Copyright: il Parlamento Europeo approva la riforma sul diritto d’autore

L’evoluzione del mercato digitale ha apportato un cambiamento sostanziale nel modo in cui le opere e altro materiale protetto vengono create, prodotte, sfruttate, veicolate.

Nuovi modelli di business hanno permesso ai consumatori di accedere a contenuti protetti dal diritto d’autore in maniera continuativa e oltre confine.

E’ in questo contesto che gli autori dei diritti si trovano in difficoltà nella concessione di una licenza e nella richiesta di un adeguato compenso per la diffusione online delle proprie opere; difficoltà tale da inficiare lo sviluppo della creatività europea nelle sue varie espressioni.

Con questi presupposti Strasburgo ha approvato la nuova Direttiva del Parlamento Europeo e del Consiglio sul diritto d'autore nel mercato unico digitale con 348 voti a favore, 274 contrari e 36 astenuti, nonostante 90 eurodeputati non abbiano partecipato alla votazione.
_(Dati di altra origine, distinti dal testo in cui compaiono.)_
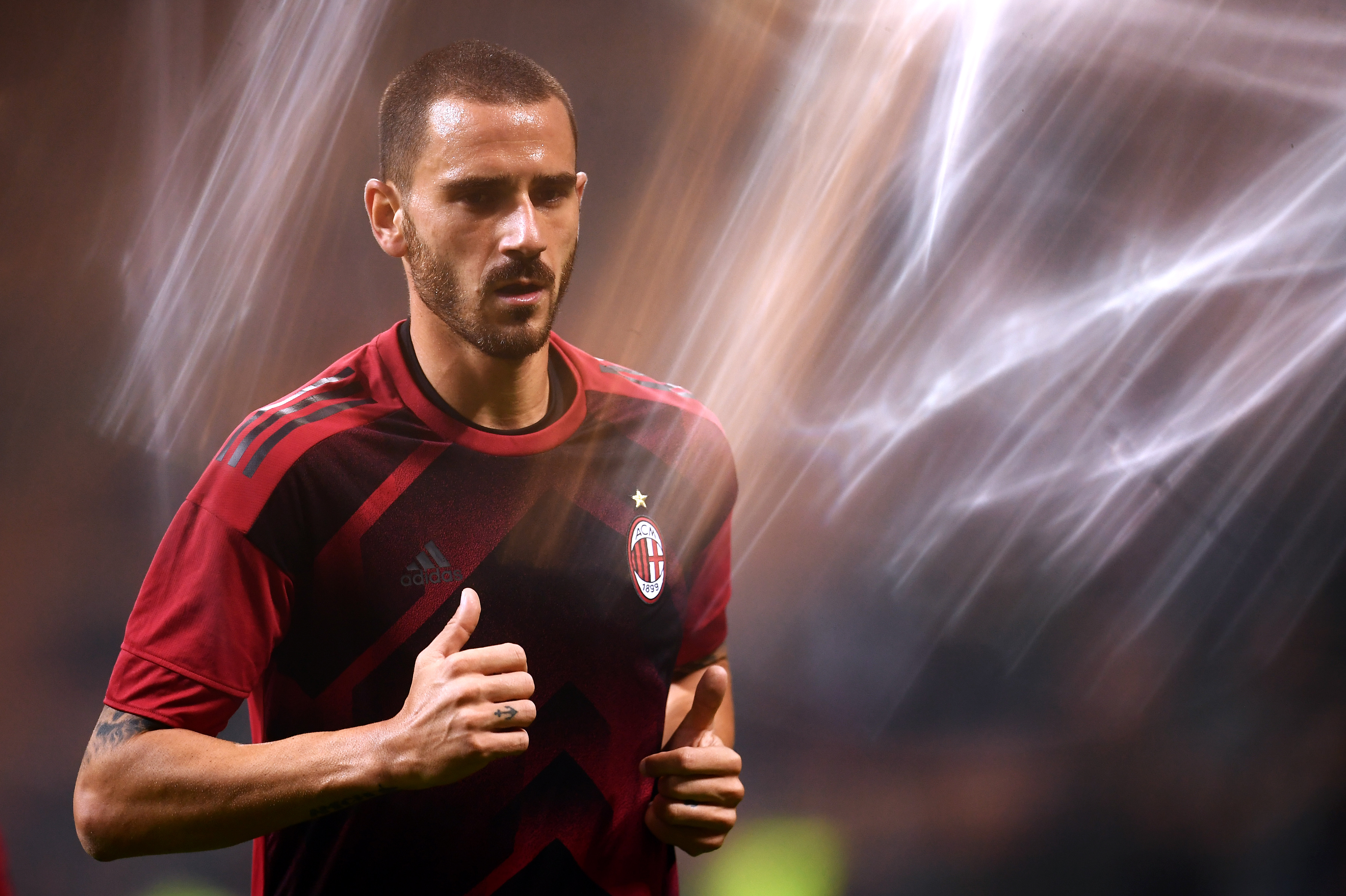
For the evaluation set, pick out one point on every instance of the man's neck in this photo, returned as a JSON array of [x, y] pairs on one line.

La riforma, sostenuta da media e grandi editori, ha avuto il parere favorevole di 21 paesi, mentre 5 sono stati quelli contrari, tra cui l’Italia, che si esprime a sostegno della libertà assoluta della rete e che ritiene tale direttiva lesiva della libertà d'espressione e benevola solo rispetto alle grandi aziende editoriali.

Contrarietà espressa anche dai cosiddetti colossi del web, (Google, Facebook, Youtube, Twitter) che a partire da oggi dovranno concordare un’equa remunerazione di materiale artistico, giornalistico e culturale (articolo 11), e si assumeranno in pieno la responsabilità di quanto messo a disposizione sul web affinchè sulle loro piattaforme non sia presente materiale protetto da copyright senza i dovuti accordi (articolo 13).

Google, tra i primi a commentare la notizia, ha definito tale riforma “migliorata, ma porterà comunque a un’incertezza giuridica e impatterà sulle economie creative e digitali dell’Europa”. E’ in quest’ottica che bisognerà capire, ad esempio, se Google News in qualità di maggior aggregatore di notizie, potrà continuare a fornire anteprime o snippet (estratti di testo che compaiono sotto al titolo quando effettuiamo una ricerca online) di contenuti senza un accordo preventivo con gli editori o se, al contrario, gli autori di opere e altro materiale debbano necessariamente essere remunerati dai propri editori, a loro volta pagati da Google News per i contenuti concessi.

A dirsi soddisfatto è invece il presidente del Parlamento Europeo, Antonio Tajani, che afferma: “Garantire ai giornalisti un equo compenso per il loro lavoro era una priorità del Parlamento. Con questa riforma assicuriamo una vera libertà di stampa e contrastiamo il fenomeno sempre più diffuso delle fake news, salvaguardando l’indipendenza e la qualità dei media, essenziali per una robusta democrazia. Abbiamo adottato una riforma bilanciata, che non impone alcun filtro all’upload dei contenuti e prevede deroghe chiare per tutelare start-up, micro e piccole imprese. Le regole approvate, ad esempio, non limitano in alcun modo Wikipedia o la libertà di satira, né l’utilizzo di meme. D’altra parte, le grandi piattaforme digitali avranno più responsabilità riguardo ai contenuti che violano i diritti d’autore e dovranno fare la loro parte per garantire il rispetto delle regole”.

Secondo l’Europarlamento, “le nuove norme dell’Unione Europea sul copyright, che includono salvaguardie alla libertà di espressione, consentiranno a creatori ed editori di notizie di negoziare con i giganti del web”.

Dello stesso avviso è anche il presidente dell'Associazione Italiana Editori (AIE) Ricardo Franco Levi che parla di “vittoria per la libertà, come espressione di un libero dibattito democratico e della creatività della persona. Questo è il diritto d'autore: rappresenta la libertà ed esprime l'identità europea".